Georges Zenners gehörte damals zur Ermittlungsgruppe der Gendarmerie (GOR) zu der Anschlagsserie in den 1980’er. Er war an der Observation auf Ben Geiben beteiligt. Georges Zenners bestätigt vor Gericht, dass Jos Steil am ersten Tag der Observation Geibens die Observanten von Gendarmerie und Srel informierte. «Ihr könnt die Observation abbrechen, Geiben kommt heute nicht mehr.» Anschließend brach der damalige BMG-Chef Pierre Reuland die Operation ab.
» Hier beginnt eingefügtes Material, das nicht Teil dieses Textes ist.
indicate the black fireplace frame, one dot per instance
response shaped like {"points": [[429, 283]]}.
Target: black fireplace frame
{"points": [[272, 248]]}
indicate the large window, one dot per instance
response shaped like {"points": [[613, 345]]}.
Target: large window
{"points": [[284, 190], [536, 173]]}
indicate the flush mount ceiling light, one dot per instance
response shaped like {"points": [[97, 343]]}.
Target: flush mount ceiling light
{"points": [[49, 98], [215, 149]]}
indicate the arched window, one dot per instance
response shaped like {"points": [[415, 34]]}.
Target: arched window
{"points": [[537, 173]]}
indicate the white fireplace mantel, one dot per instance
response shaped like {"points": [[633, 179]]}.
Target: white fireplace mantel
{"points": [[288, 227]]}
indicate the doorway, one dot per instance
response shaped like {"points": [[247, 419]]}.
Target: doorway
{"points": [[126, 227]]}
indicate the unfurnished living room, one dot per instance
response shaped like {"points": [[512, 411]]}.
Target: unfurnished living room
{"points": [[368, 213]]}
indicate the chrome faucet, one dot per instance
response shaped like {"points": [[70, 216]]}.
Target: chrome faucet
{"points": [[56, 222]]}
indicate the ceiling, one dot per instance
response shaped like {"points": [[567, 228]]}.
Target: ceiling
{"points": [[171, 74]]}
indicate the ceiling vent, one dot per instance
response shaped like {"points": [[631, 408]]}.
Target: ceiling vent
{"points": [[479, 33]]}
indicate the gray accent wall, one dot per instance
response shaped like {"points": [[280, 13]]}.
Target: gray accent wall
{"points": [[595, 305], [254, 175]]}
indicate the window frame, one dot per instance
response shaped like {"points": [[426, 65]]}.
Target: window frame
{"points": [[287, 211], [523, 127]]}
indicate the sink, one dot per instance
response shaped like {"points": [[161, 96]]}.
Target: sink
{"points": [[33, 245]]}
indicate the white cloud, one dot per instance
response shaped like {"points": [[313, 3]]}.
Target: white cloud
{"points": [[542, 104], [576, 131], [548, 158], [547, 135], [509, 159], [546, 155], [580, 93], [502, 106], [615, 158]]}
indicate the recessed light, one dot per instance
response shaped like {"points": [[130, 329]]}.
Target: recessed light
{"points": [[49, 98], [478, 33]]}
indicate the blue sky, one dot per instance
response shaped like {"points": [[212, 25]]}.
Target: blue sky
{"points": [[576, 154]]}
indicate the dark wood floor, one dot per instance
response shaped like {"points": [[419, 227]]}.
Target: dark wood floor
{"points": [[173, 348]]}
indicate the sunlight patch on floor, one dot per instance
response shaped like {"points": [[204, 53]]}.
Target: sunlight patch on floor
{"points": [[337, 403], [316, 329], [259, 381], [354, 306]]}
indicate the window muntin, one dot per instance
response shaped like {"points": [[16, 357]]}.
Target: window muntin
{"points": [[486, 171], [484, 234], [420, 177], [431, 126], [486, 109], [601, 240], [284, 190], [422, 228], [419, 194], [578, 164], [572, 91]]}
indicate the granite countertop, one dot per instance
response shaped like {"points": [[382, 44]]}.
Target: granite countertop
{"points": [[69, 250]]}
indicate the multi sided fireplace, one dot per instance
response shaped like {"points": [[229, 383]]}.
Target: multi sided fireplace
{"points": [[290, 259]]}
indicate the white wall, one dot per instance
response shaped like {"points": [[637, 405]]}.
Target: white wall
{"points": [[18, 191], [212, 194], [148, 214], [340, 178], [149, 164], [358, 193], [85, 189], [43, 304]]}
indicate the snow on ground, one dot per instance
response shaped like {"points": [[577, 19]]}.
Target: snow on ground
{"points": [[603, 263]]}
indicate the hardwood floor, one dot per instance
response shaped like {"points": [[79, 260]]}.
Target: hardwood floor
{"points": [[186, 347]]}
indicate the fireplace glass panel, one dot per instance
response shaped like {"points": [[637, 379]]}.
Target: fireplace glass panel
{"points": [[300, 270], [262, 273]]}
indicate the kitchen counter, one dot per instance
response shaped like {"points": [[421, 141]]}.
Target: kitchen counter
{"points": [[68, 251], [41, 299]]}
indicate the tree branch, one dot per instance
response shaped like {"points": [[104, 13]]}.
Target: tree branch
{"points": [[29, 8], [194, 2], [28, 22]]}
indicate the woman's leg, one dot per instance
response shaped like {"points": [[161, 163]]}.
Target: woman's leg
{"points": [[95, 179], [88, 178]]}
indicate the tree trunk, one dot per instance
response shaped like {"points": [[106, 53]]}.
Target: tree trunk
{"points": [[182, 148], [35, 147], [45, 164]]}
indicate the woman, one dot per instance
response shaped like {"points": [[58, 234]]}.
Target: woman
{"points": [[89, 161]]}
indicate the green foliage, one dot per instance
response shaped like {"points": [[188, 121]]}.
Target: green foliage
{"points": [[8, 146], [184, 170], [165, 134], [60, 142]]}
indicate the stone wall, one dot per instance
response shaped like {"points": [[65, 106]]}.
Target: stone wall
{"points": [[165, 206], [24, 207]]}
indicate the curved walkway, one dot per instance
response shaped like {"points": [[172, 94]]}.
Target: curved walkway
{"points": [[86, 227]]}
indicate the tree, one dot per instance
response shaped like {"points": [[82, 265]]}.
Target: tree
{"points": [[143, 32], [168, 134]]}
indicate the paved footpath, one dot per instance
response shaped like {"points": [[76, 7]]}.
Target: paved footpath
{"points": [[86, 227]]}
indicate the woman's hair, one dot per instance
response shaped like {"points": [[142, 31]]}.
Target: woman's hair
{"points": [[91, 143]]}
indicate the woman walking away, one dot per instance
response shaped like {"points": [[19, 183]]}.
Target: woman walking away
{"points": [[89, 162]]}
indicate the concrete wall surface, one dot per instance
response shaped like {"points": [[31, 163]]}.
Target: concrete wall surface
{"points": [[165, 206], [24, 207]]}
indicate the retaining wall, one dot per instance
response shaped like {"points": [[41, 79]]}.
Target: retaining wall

Reuland behauptet bis heute, nichts von der Observation zu wissen.
Einige Tage nach dem explodierten Sprengsatz vom 19. Oktober 1985 vor dem Justizpalast gab Disewiscourt, der Vorgesetzte von Zenners, den Befehl, die Ermittlungen gegen Ben Geiben zu stoppen. Auch Gendarmerie-Chef Aloyse Harpes gab intern den Befehl, die Ermittlungen gegen Geiben einzustellen.
Von Steil «geschockt»
Alle Ermittler sollen laut Zenners dem damaligen BMG-Mitglied Jos Steil nicht getraut haben. Er soll Kollegen persönlich «beschissen» haben. Damals wurde vermutet, dass Jos Steil hinter dem Anschlag während eines Gipfels am 2. November 1985 auf Kirchberg steckte. Der Täter soll aus «internen Kreisen» stammen. Beweise dafür hatten die Ermittler aber keine.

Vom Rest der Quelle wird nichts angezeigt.